Methods. We used civilian death and injury data from 34 081 residential fires in the Massachusetts Fire Incident Reporting System from 2003 to 2016. We compared outcomes associated with fires that started on upholstered furniture ignited by smoking materials versus open flames.
Results. Although fires starting on upholstered furniture were not common (2.2% of total fires), odds of death and injury were significantly higher in these fires than in fires started on other substrates.

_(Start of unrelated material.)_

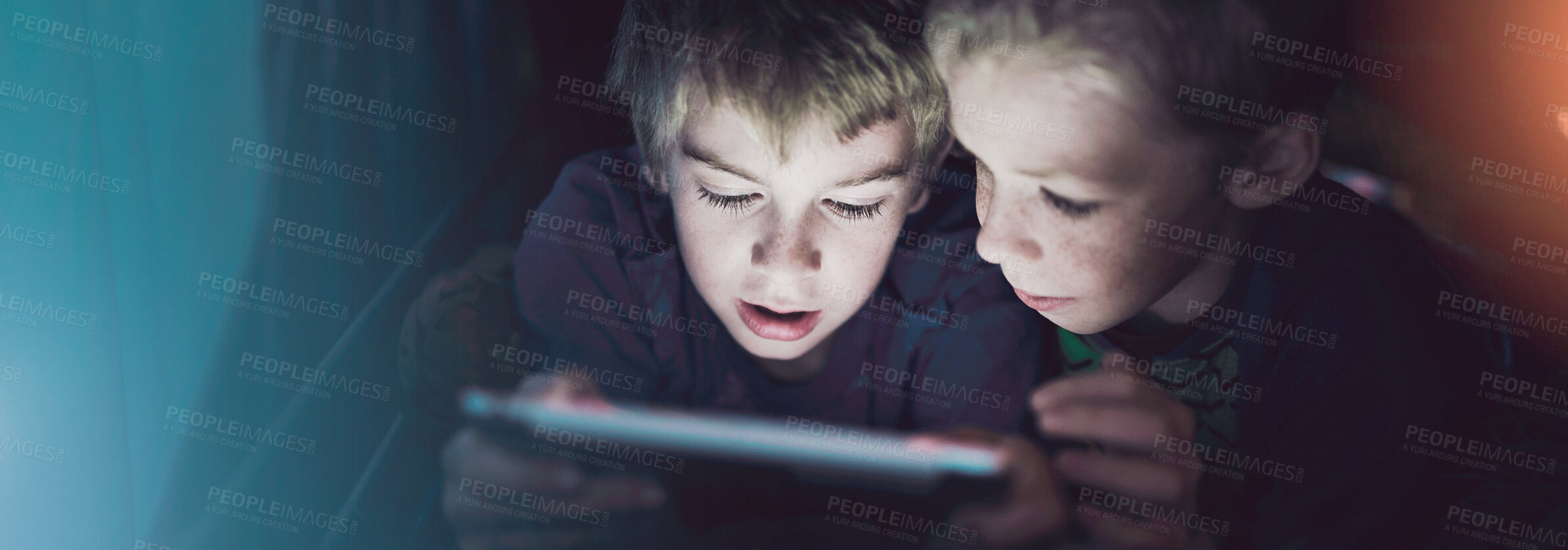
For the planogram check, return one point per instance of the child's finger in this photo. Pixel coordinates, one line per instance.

Among furniture fires, odds of death were 3 times greater when those fires were ignited by smoking materials than when ignited by open flames (odds ratio = 3.4; 95% confidence interval = 1.3, 10.9).
Conclusions. Furniture fires started by smoking materials were associated with more deaths than were furniture fires started by open flames.
Public Health Implications. Historically, furniture flammability regulations have focused on open flame heat sources, resulting in the addition of toxic flame retardants to furniture. Interventions to reduce deaths should instead focus on smoking materials.